When a defendant introduces evidence at trial showing that the State has failed to prove some element of the crime, the strategy is sometimes described as a failure of proof or “negating” defense. Mistake of fact is one such negating defense. Mistake of fact offers a defense if it negates a mental state required to establish an element of the crime. State v. Breathette, ___ N.C. App. ___, 690 S.E.2d 1, 4 (2010). For example, mistake of fact is a defense to larceny if the defendant establishes that he or she took the property under a reasonable but mistaken belief that he or she was the lawful possessor of the property. There are numerous cases on point. One is State v. Lamson, 75 N.C. App. 132, 135-36 (1985), a burglary case in which the court held that the trial court erred by not giving an instruction on mistake of fact when there was evidence that the defendant thought he was entering a house where his friend was visiting. Another is State v. Walker, 35 N.C. App. 182, 186-87 (1978), in which the court held that the trial court erred by not giving an instruction on mistake of fact when the defendant and his son mistakenly abducted a child believed to be the defendant’s granddaughter.

There are, however, limitations on this defense. Most significantly, when the elements of the crime do not require the defendant to know the fact that he or she was mistaken about, mistake of fact is no defense. For example, because a defendant need not know the victim’s age for statutory rape, mistake as to the victim’s age is no defense to this crime. State v. Browning, 177 N.C. App. 487, 492-94 (2006). The same is true for indecent liberties with a child. Breathette, ___ N.C. App. ___, 690 S.E.2d at 4-6. However, mistake of fact can be a defense for some statutory sexual assault charges. For example, if the defendant is charged with aiding and abetting statutory rape, mistake of fact is a defense. This is so because aiding and abetting requires that the defendant knowingly aid the perpetrator in committing the offense. State v. Bowman, 188 N.C. App. 635, 647-50 (2008) (in an aiding and abetting statutory rape case, the trial court erred by failing to instruct as to mistake of fact; North Carolina does not recognize vicarious strict liability). Also, at least one case has held that if the defendant argues that a touching was accidental, mistake of fact may be a defense to a sexual assault on a child. State v. Connell, 127 N.C. App. 685, 690-91 (1997) (in an indecent liberties case in which the State presented only circumstantial evidence that the defendant was awake and intended to touch the child and the defendant’s evidence indicated that he thought he was touching the child’s mother, the trial court should have instructed the jury as to the mistake of fact).

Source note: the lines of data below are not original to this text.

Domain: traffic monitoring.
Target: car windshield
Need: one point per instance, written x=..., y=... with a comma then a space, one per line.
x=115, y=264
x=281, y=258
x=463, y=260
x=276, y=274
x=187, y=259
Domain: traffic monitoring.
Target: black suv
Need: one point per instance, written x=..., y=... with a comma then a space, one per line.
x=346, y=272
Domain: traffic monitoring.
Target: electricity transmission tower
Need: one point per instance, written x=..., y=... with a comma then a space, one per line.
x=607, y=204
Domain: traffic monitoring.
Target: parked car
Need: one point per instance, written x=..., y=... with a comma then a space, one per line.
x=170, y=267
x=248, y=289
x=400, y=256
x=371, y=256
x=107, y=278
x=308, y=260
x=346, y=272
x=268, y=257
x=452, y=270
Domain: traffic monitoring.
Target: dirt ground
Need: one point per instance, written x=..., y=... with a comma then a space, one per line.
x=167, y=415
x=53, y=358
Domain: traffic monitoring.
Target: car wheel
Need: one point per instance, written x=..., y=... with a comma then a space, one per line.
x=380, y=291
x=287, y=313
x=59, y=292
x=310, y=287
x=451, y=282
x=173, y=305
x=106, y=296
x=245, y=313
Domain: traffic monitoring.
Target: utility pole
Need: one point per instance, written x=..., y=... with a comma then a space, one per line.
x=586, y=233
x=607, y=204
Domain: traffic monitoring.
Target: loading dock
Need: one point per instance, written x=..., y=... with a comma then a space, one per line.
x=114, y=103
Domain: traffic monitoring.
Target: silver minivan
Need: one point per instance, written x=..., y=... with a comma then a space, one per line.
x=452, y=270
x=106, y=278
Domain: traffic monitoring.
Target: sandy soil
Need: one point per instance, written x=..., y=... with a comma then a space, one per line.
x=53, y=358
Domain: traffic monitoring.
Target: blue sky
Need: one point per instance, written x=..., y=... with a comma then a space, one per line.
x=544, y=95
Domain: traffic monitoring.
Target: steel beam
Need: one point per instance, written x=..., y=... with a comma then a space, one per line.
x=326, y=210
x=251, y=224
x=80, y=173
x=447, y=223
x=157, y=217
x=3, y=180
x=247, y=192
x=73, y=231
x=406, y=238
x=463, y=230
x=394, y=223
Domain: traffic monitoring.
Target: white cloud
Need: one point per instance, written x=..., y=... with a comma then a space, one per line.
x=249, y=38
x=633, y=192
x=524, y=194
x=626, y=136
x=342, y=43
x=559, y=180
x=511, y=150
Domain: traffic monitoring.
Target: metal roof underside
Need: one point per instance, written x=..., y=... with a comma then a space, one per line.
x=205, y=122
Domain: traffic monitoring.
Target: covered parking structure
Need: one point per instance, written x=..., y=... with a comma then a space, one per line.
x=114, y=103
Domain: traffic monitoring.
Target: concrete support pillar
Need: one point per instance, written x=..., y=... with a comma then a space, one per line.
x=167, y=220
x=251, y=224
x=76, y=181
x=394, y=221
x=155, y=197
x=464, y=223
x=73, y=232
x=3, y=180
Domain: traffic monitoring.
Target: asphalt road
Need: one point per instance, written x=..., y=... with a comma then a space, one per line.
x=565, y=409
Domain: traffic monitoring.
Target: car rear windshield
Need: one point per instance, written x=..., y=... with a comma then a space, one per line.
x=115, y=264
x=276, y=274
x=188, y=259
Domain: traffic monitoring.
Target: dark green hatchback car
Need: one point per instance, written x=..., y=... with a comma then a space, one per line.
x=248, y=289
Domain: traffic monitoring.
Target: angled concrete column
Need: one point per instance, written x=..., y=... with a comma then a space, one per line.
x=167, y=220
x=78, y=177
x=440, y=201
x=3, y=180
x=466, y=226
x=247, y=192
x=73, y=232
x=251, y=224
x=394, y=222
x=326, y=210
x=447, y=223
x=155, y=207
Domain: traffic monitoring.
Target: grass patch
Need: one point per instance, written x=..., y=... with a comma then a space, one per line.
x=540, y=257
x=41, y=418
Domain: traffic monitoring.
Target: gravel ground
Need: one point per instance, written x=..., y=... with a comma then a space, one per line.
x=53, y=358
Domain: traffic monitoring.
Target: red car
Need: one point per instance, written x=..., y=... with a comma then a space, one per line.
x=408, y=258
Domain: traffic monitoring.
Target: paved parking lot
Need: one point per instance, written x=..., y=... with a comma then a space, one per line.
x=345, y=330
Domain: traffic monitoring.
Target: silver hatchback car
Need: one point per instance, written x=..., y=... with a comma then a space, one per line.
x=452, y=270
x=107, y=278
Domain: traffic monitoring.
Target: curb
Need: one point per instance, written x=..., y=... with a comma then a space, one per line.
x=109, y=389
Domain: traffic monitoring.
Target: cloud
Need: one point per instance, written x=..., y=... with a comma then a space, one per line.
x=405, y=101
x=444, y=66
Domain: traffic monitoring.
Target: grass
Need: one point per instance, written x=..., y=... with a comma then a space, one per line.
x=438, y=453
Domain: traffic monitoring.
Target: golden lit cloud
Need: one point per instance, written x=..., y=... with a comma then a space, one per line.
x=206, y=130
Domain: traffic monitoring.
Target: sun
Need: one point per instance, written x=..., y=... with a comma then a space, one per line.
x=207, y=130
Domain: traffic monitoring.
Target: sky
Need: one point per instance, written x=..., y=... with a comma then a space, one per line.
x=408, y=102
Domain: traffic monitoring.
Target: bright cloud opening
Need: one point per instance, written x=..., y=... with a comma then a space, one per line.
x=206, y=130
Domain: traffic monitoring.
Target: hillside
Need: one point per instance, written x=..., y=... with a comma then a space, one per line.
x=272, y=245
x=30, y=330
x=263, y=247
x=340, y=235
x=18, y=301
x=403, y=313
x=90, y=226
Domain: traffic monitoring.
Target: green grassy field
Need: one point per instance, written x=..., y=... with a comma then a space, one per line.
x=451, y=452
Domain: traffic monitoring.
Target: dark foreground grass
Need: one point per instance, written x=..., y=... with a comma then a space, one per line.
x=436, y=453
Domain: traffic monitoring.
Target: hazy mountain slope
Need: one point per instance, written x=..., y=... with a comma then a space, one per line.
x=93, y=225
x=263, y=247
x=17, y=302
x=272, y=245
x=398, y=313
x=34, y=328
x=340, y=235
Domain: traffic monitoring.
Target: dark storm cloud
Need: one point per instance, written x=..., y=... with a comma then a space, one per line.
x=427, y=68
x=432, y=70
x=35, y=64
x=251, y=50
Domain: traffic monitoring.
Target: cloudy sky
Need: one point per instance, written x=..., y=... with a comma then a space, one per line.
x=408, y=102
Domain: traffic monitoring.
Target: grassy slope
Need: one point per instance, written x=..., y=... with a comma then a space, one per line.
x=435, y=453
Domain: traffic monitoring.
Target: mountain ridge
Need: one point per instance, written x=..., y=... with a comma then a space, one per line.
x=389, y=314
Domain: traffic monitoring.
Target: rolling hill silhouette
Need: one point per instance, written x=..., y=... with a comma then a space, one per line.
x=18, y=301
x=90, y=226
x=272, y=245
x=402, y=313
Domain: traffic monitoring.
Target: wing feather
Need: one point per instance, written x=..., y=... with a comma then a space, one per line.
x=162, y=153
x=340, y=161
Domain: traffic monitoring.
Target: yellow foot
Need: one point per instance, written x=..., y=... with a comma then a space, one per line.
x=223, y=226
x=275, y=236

Mistake of fact, which can be a valuable negating defense, should not be confused with mistake of the law. Mistake or ignorance of law, as a general rule, is no excuse. State v. Howard, 158 N.C. App. 226, 233 (2003); State v. Rogers, 68 N.C. App. 358, 385 (1984). Thus, a defendant charged with rape of a 15-year-old will not prevail on the defense that he didn’t know that having sex with a 15-year-old was a crime.

2 thoughts on “Mistake of Fact: A Negating Defense”

  1. It would be helpful if the Pattern Jury Instruction Committee considers drafting a mistake of fact instruction, based on language in State v. Connell as discussed in the post. Connell contains a very good discussion about the interplay between crimes requiring “willfulness” and mistake of fact issues.